SAP Asset Accounting (FI-AA)
A machine arrives, gets capitalized, depreciates for 15 years, is transferred once, revalued twice, and finally scrapped. Each step triggers postings — in FI, CO, and tax accounting simultaneously. SAP FI-AA manages this entire lifecycle.
What FI-AA covers
SAP Asset Accounting (FI-AA) is a subledger of the general ledger. It manages asset master data, calculates planned and unplanned depreciation, and posts acquisitions, retirements, transfers, and revaluations. Parallel valuation allows different depreciation rules for local GAAP, tax accounting, and IFRS — within the same asset master record.
For manufacturers with machinery fleets, real estate firms, or leasing companies, FI-AA is the backbone of asset management.

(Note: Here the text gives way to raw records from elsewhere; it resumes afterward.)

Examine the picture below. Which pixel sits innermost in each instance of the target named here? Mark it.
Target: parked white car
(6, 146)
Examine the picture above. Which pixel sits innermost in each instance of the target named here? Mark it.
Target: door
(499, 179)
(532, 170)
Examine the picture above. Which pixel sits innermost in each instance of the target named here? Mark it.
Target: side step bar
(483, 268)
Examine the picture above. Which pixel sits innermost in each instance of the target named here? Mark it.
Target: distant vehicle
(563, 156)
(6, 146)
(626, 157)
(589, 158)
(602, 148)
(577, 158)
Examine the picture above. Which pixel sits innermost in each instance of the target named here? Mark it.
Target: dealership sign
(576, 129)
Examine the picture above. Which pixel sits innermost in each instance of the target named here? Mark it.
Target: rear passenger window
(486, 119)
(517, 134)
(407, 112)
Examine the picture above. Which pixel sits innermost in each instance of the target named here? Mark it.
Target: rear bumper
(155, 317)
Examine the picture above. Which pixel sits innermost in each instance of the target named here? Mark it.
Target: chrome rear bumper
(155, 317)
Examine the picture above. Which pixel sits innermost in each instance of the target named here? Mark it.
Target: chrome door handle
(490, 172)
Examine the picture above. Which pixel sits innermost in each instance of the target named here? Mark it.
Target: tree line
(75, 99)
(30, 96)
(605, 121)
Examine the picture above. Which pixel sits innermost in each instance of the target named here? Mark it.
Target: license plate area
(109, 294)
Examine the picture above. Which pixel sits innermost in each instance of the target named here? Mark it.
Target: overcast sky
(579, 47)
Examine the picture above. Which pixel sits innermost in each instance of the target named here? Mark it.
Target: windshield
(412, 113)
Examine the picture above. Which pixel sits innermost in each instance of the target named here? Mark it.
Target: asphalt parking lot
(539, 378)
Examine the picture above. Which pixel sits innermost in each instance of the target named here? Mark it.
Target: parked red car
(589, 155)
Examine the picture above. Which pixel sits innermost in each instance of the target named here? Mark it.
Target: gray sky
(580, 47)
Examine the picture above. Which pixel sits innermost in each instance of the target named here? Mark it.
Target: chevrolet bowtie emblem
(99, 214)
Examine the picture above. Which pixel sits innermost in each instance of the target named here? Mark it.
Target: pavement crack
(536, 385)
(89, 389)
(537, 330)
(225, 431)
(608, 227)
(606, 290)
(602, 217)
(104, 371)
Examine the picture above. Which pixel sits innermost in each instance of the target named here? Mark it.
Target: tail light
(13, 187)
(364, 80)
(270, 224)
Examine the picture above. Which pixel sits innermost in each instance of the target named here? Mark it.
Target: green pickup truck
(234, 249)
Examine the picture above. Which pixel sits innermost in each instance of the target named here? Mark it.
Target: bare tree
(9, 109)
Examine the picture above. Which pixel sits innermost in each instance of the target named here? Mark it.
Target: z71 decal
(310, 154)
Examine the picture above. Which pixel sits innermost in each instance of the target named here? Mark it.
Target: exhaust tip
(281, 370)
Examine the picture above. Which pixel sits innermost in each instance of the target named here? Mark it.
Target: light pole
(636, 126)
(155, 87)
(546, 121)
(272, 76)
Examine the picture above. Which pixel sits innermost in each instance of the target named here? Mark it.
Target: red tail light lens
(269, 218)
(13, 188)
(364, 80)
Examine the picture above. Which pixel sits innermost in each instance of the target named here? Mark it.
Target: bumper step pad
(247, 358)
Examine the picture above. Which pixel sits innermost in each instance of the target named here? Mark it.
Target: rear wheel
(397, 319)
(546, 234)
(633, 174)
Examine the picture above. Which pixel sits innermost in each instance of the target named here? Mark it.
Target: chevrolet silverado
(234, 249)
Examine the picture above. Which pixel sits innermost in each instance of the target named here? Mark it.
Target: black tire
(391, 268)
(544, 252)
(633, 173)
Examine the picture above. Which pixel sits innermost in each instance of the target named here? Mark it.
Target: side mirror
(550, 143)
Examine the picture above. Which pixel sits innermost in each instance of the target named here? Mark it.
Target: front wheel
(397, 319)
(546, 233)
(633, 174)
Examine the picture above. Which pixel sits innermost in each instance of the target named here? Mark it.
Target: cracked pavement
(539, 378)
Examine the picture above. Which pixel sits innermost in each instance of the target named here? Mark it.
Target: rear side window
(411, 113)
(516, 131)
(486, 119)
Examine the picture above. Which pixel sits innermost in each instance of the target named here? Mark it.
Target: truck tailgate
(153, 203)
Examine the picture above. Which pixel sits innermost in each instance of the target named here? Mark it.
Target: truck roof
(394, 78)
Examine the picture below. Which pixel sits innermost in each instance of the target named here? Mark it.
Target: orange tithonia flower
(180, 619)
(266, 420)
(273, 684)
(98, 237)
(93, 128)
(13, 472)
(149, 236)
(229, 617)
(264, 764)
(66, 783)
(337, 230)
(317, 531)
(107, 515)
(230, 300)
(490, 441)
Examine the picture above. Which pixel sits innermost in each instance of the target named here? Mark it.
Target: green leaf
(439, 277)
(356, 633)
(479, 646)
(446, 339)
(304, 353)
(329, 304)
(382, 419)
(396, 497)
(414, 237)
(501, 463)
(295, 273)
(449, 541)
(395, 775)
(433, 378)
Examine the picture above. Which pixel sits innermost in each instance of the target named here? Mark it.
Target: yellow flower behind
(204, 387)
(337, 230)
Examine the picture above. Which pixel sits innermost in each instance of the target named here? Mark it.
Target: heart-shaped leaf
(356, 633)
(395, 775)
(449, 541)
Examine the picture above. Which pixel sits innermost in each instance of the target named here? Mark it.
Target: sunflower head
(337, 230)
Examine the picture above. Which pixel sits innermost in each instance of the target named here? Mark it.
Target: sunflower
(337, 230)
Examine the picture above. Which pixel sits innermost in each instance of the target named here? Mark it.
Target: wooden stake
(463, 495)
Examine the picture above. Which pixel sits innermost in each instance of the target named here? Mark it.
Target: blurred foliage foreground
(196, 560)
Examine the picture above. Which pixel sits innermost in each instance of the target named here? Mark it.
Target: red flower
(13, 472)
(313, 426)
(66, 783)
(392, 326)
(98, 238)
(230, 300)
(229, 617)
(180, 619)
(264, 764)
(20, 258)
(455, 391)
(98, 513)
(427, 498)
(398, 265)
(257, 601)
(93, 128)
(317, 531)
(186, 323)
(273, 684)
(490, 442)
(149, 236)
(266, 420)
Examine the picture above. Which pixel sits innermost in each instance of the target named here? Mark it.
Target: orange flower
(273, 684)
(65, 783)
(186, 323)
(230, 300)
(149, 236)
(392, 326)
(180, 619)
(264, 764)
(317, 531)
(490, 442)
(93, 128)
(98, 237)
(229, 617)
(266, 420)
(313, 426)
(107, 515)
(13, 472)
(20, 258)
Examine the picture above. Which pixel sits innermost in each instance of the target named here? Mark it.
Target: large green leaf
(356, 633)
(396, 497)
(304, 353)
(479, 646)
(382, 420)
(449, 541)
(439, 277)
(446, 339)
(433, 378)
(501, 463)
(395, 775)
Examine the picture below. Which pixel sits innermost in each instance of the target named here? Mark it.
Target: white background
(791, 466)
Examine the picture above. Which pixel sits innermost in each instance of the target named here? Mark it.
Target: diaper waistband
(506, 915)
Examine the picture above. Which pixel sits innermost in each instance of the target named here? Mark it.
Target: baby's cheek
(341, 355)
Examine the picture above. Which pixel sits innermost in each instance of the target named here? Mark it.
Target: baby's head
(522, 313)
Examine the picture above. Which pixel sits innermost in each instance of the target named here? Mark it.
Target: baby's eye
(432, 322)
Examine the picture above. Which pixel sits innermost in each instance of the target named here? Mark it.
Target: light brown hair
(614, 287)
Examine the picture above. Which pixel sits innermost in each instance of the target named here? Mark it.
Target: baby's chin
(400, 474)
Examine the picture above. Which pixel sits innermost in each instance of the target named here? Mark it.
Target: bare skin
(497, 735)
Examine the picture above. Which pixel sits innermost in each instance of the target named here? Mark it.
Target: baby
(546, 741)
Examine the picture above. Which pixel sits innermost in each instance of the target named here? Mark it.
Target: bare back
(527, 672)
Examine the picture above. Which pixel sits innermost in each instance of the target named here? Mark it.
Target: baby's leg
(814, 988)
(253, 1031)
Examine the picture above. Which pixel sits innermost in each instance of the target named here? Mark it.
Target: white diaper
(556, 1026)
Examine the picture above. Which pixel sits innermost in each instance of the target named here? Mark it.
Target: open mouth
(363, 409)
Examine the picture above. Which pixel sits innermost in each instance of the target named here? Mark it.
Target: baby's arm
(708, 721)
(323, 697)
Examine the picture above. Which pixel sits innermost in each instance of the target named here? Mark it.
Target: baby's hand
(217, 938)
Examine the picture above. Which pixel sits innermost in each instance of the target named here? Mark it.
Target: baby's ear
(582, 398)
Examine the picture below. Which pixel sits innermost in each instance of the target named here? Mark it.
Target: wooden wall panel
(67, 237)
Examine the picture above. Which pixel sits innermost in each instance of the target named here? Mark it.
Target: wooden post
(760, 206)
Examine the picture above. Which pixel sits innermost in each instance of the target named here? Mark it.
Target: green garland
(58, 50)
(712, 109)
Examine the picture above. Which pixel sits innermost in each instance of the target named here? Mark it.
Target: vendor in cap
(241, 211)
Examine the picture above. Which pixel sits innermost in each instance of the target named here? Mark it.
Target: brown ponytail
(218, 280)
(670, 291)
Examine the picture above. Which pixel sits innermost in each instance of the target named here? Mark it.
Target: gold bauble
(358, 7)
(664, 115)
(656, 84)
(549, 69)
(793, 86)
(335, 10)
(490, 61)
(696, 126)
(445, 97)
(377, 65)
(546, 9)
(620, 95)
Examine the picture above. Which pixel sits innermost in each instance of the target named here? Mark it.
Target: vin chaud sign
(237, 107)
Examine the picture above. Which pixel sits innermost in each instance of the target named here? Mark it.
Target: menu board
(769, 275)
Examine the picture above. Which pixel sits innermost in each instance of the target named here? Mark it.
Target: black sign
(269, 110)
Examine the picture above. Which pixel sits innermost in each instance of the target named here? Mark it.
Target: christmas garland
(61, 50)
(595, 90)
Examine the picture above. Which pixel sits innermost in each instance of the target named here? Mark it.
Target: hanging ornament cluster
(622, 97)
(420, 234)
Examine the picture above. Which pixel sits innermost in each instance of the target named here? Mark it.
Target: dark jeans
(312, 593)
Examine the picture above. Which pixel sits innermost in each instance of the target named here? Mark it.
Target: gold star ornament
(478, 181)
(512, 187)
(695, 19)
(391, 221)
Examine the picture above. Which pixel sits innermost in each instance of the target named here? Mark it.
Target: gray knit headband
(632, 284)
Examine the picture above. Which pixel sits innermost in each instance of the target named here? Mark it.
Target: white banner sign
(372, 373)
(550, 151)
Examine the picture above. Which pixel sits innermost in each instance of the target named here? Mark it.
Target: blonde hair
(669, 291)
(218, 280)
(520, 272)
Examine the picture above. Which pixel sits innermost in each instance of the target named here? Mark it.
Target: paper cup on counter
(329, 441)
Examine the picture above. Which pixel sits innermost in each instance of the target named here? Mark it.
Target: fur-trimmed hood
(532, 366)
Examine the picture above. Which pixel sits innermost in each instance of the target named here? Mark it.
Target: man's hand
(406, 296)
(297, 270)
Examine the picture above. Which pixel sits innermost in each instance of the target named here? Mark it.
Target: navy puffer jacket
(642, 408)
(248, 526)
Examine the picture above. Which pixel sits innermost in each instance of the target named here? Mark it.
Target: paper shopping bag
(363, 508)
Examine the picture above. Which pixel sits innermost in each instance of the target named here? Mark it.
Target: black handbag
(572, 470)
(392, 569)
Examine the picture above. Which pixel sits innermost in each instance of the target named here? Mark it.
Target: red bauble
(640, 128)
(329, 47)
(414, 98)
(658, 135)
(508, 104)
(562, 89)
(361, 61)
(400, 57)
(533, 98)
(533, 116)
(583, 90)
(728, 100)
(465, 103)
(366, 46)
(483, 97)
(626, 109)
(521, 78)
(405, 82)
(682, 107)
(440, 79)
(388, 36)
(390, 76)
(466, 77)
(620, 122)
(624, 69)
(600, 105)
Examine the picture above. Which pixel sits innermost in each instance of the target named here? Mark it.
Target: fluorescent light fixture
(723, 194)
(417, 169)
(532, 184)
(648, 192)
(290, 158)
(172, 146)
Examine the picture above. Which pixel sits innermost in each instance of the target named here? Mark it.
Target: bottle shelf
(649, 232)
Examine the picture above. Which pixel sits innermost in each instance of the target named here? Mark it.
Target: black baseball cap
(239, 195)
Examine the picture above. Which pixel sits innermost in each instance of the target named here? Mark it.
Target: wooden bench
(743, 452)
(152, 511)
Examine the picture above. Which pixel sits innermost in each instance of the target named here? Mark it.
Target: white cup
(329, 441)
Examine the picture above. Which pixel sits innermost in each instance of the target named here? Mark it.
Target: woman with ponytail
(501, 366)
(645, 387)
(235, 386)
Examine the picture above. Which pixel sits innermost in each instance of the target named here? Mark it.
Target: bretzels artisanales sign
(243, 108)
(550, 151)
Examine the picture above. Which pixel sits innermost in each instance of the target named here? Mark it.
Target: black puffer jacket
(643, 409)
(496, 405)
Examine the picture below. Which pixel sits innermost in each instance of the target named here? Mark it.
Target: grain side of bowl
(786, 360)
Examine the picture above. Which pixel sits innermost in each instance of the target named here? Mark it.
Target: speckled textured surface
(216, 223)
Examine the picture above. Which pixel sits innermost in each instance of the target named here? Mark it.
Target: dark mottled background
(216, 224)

FI-AA in S/4HANA: the New Asset Accounting approach
In S/4HANA, FI-AA merges with ACDOCA. The dedicated subledger tables (ANEP, ANEA, ANLP) disappear. Every asset posting lands directly in the Universal Journal. This simplifies reconciliation and accelerates period-end closing.
AI-powered predictive maintenance complements FI-AA: when a model predicts that an asset will fail in six months, the system can automatically trigger unplanned depreciation or provisions. The bridge between operational data and financial accounting gets shorter.